# Should we move? - Help!



## shouldwemove

Hello everyone!
My partner and I are currently living in Hungary. We are planning on moving to the Netherlands because there are many job opportunities right now. 
We are a little scared of starting our lives from 0 again, allthough we are still in our 20s. 
Our main worries are that here in Hungary we are already living in a rented apartment and my partner has a stable job. In the Netherlands we would have to live in what ever the employment agency offers (probably living with multiple strangers). And who knows if the job offers will be great. We are willing to try our luck and possibly change jobs multiple times if the situation they offer is extremely bad. (We have seen worrying comments / horror stories from people moving there through employment agencies.)

Hungarian salaries are practically a joke and prices are now higher then ever. There isn’t even any fuel left at gas stations. Let’s not even talk about the political situations..

So my question is, is it worth “giving up” our job and home here, leaving our friends and family and move abroad in search of a better life?

Thank you!


----------



## Bevdeforges

The employment agency is providing accommodation? That is a huge red flag from the start.
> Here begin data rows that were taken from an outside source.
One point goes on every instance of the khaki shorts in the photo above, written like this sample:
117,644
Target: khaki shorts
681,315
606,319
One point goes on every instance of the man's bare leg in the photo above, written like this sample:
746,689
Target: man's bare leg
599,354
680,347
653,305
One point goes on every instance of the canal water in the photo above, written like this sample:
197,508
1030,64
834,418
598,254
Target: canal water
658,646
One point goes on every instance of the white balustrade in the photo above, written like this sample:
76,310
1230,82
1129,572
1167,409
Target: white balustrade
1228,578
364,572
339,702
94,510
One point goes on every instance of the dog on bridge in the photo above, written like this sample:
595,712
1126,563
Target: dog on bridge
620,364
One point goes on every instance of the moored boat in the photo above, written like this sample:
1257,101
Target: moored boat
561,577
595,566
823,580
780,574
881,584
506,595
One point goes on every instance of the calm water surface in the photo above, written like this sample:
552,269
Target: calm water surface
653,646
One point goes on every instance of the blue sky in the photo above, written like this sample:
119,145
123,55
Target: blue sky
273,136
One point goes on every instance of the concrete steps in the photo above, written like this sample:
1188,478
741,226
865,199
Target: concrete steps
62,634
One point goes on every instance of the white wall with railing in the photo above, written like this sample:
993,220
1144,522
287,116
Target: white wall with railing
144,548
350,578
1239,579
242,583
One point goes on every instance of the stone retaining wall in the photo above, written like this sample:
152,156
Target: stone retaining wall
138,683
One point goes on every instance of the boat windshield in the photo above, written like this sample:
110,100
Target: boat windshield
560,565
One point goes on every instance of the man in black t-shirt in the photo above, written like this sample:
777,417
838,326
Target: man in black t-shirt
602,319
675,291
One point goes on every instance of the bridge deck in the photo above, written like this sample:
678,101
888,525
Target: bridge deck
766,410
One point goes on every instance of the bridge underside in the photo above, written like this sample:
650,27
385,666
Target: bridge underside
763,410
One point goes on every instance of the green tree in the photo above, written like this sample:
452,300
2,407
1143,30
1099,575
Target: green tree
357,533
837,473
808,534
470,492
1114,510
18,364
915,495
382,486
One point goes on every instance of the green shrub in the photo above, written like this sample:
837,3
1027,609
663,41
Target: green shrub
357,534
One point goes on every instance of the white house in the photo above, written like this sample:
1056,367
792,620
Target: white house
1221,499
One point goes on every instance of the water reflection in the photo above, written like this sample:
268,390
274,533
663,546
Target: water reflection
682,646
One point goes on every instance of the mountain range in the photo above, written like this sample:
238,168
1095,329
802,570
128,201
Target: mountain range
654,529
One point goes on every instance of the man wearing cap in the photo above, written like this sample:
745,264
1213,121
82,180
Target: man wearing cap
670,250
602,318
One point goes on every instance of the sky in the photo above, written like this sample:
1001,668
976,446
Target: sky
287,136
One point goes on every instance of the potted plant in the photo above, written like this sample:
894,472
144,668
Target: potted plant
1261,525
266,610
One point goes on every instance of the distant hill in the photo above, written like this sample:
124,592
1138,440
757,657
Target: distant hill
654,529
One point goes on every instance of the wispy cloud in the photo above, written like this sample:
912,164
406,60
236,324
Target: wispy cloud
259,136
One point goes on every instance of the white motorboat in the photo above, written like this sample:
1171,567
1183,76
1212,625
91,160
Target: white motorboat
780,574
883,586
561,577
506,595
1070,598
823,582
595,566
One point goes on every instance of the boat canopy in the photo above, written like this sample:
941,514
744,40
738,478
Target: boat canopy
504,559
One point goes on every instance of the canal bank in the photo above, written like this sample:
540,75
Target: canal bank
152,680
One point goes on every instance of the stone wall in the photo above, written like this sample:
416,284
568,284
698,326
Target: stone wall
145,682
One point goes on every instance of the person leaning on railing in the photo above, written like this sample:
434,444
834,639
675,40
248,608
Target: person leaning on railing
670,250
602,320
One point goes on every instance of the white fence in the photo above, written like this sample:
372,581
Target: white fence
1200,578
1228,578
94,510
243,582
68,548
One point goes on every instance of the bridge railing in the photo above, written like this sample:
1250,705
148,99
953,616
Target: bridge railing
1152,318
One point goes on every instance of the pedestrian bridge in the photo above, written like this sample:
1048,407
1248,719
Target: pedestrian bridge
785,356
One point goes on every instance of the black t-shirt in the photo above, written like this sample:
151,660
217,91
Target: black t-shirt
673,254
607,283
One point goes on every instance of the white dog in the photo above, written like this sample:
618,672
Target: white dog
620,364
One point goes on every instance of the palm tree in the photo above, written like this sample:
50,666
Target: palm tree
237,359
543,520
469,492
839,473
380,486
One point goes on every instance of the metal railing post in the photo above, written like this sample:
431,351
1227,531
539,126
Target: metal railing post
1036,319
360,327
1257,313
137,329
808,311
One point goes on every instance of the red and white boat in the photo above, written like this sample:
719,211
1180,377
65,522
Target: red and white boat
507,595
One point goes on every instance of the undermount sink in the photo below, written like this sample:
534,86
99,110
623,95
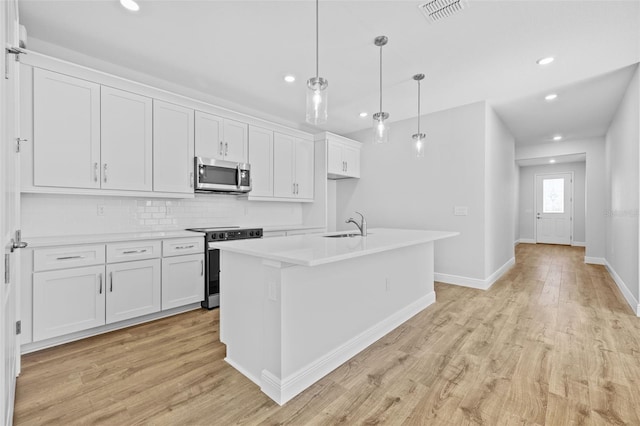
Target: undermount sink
350,234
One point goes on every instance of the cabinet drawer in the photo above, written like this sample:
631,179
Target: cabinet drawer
67,257
181,246
138,250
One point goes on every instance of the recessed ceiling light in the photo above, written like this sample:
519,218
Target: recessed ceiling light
545,61
130,5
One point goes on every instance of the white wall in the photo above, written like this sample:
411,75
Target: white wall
595,186
50,215
622,195
500,185
526,205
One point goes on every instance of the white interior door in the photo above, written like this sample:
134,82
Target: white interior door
9,208
554,208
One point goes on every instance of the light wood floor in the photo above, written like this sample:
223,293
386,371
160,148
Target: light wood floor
553,342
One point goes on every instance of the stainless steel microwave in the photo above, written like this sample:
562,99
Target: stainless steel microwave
213,175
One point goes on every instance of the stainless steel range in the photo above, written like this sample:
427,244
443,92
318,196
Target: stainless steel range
212,258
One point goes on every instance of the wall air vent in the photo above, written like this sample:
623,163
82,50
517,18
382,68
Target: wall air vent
436,10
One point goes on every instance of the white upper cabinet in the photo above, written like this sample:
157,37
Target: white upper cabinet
66,131
343,156
261,160
221,138
172,148
293,162
127,140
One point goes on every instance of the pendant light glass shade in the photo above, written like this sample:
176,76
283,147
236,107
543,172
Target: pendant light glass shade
380,123
419,138
317,94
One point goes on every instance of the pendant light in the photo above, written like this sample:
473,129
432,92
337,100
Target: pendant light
419,138
317,94
380,125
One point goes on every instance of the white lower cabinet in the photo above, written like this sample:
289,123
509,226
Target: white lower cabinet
133,289
182,280
77,288
68,300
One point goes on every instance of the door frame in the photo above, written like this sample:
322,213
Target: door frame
535,203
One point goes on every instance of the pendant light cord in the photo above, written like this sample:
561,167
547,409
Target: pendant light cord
317,43
380,78
418,108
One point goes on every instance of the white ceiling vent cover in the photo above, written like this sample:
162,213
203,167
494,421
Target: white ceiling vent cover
436,10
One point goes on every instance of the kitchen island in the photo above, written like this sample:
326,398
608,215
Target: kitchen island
292,309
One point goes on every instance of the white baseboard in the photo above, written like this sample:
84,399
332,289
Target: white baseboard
475,282
283,390
630,298
527,241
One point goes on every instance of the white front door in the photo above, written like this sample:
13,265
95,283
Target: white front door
9,208
554,207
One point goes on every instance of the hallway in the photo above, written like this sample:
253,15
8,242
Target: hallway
552,342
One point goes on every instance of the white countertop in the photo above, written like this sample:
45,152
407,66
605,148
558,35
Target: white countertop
62,240
316,249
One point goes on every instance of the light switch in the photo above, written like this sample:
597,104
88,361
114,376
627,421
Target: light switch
460,211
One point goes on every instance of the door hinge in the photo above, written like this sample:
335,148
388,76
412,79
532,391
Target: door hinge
7,268
11,51
18,142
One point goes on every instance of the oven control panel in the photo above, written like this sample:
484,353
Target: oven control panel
234,234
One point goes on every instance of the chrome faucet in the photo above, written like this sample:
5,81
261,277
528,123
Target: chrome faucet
362,226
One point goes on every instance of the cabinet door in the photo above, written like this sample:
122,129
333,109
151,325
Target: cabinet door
133,289
351,158
126,140
182,280
283,172
172,148
209,136
304,169
261,160
235,141
67,301
66,131
335,163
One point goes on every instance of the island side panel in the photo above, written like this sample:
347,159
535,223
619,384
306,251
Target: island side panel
329,313
242,301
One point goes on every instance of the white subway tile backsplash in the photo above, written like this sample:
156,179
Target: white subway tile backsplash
52,214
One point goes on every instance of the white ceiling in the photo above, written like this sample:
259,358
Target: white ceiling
238,52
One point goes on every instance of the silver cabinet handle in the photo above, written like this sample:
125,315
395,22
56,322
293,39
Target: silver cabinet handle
134,251
69,257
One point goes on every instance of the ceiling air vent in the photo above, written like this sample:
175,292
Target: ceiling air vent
436,10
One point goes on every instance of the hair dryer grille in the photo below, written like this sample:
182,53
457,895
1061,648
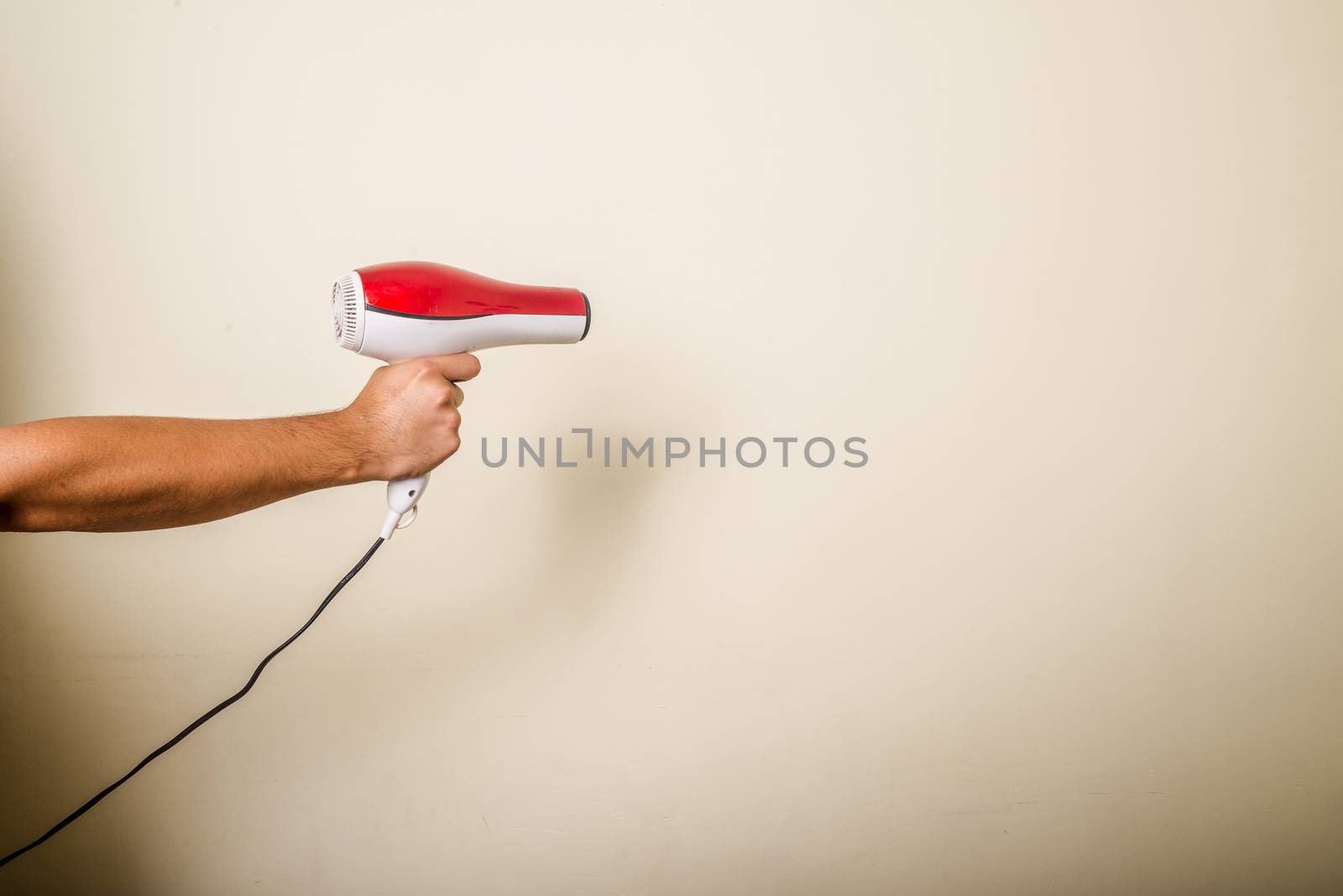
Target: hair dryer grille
347,307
Normally that is only the case with summer jobs for students (amusement parks and such with a defined season of a few months) or for situations where people are being trafficked. 

You should also be aware that the Netherlands can be difficult with immigrants. While you'll be considered EU nationals, you'll still be expected to learn Dutch (not a language most folks outside the country learn in school or anywhere else) and what types of jobs you can get will depend what your qualifications are - do you have a university degree of any sort? What kind of job are you looking for? Do you have the necessary qualifications recognized in the Netherlands?

Take a look at the europa.eu website in the section for Live, Work and Study (available in English and in Hungarian, if you prefer). You should be able to find information that would allow you to conduct your own job search and to transfer your qualifications across borders if necessary.


----------



## *Sunshine*

The Netherlands is having a major housing shortage in many cities and has even gone as far to warn foreign students not to move there unless they manage to pre-arrange accommodation from a reliable source (scams also seem to be an issue).


----------



## panzer86

Which part of Netherlands? If it's Amsterdam then expect to pay hefty price on their apartments.


----------